Whenever I get stressed, I have dreams about high school or college. I think I’ve told you about this before. In the dreams I have already graduated, but then find out that there was a class I forgot to go to. Ever. Or a test I didn’t pass so my grades are all wrong and I have to go back.
No thank you.
If when I’m stressed, the first thing my subconscious goes to is high school, that should mean it was the most stressful time of my life, right?
I don’t know. In some ways it was, but who’s isn’t. At least at the time, everything seems to be the worst possible thing or best possible thing when it happens. Until you get past high school and realize there are much more important things to worry about.
My high school experience wasn’t all bad. In fact, I liked a majority of it. I met some great people that I still keep in touch with and hang out with on a regular basis. However, the only one I see constantly from my graduating class is my roommate.
I tell you that to tell you this – in one year, my graduating class will be celebrating 10 years out of high school. They’ve already started the Facebook group and messages and stuff about what we want to do and who wants to come and I could not be less interested.
Same goes for the roommate. We’ve made a pact, I guess you could call it, to not go.

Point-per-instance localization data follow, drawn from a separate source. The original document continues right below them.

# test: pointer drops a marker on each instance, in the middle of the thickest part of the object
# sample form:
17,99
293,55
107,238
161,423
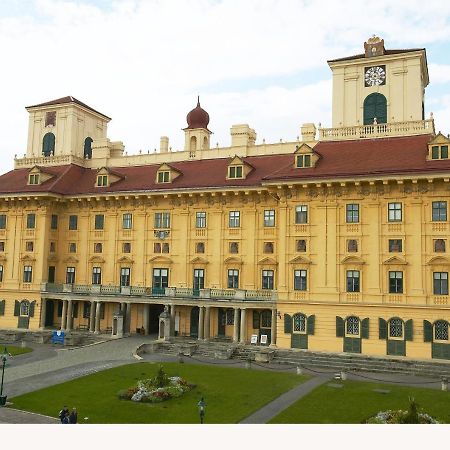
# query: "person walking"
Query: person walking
73,418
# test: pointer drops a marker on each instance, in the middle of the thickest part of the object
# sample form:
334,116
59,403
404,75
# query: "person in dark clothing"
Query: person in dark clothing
63,413
73,418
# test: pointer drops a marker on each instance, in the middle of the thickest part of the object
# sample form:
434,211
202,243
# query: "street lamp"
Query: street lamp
201,409
4,357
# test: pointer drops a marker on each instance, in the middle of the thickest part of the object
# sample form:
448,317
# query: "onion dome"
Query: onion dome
198,117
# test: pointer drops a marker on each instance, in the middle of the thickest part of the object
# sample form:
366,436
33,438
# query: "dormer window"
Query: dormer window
102,180
303,161
34,178
164,176
235,172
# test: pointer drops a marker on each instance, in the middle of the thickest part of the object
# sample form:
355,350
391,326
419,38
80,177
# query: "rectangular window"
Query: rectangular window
353,281
395,245
440,283
96,275
439,212
269,218
234,219
160,278
127,221
99,221
73,222
394,212
300,280
200,219
31,221
233,279
70,275
352,213
301,214
125,276
267,279
27,274
162,220
396,282
54,222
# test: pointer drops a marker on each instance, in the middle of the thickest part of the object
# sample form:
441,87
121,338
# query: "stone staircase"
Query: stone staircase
316,361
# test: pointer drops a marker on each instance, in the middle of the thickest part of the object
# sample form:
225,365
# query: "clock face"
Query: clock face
375,76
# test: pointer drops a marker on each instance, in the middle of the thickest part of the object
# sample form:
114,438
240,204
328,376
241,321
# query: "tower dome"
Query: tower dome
198,117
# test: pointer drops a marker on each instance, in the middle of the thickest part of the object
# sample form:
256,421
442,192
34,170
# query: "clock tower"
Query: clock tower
379,85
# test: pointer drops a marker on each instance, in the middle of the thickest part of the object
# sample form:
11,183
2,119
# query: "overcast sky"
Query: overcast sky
143,62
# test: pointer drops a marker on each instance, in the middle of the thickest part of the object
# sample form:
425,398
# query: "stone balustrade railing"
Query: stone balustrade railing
392,129
168,292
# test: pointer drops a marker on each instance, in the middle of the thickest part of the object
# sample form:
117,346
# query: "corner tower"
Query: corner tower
379,85
197,134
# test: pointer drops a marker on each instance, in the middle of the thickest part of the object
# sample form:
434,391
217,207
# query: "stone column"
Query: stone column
172,320
200,323
64,315
92,318
43,312
273,332
97,318
243,327
69,315
236,325
207,322
146,318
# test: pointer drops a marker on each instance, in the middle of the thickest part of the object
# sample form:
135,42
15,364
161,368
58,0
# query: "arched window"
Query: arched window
352,325
48,144
441,330
299,321
87,148
375,107
193,144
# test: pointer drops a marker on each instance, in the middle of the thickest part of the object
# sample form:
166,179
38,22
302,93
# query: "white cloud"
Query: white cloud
143,62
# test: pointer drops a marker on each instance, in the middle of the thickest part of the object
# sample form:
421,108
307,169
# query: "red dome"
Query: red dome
198,117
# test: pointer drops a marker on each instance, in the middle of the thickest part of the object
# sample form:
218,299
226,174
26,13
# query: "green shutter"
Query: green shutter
287,323
365,328
17,308
310,324
32,304
427,331
408,330
382,329
339,326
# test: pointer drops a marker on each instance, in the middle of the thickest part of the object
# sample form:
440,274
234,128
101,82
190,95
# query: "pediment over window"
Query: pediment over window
160,259
199,260
353,260
70,259
166,173
96,259
305,157
125,259
438,261
268,261
300,260
233,260
395,260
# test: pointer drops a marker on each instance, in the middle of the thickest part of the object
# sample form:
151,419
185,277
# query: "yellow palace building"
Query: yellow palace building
336,242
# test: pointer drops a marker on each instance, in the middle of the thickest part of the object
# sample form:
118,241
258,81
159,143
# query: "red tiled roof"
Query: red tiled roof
64,100
338,159
386,52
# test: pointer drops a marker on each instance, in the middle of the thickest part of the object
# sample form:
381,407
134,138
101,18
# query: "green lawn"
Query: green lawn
14,351
231,394
356,401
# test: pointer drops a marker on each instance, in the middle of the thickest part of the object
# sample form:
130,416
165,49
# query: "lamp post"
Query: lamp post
201,409
4,358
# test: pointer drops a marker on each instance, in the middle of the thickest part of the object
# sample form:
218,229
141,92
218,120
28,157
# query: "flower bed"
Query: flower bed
157,389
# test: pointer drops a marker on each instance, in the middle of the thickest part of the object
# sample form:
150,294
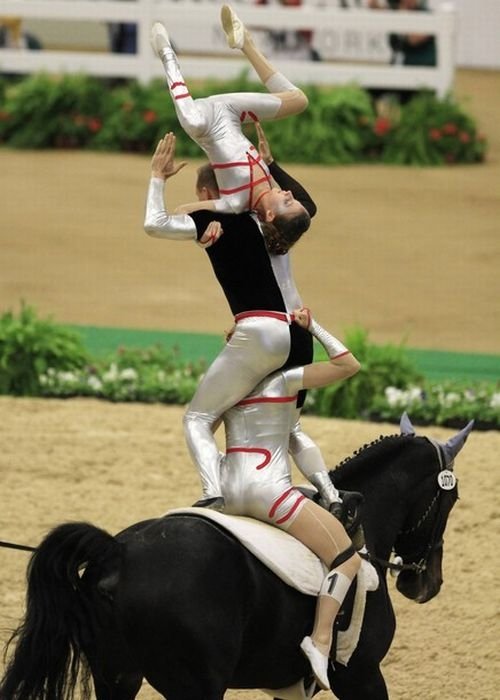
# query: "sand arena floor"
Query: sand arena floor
408,254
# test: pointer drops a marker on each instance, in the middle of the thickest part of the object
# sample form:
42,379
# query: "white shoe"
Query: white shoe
233,27
159,38
318,661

Why? ‘Cause it doesn’t matter to me. If I wanted to see these people or what they were doing I could just look at their Facebook page. And if you do that, then you don’t have to talk to them!
We’re not close. We’re not like my sister’s graduating class who basically all ended up as good friends and a majority of which went to the same college so everyone kept pretty well in touch. I saw some people from my graduating class at college – besides the group of friends I went down there with – and they acted like we’d been best friends when they saw me.
Or, in one case, when they needed help with homework because we were in the same class, all the sudden we’re buddies. When, in reality, you had about 2 words to say to me the entire four years we shared several classes a day.
I’m just not interested. I don’t want to go, so, as it stands now, I’m not.
I’ll just stick to what I’ve already done – helped out at my sister’s class reunions and tried to be an honorary member of that class. I hang out with more of them anyway.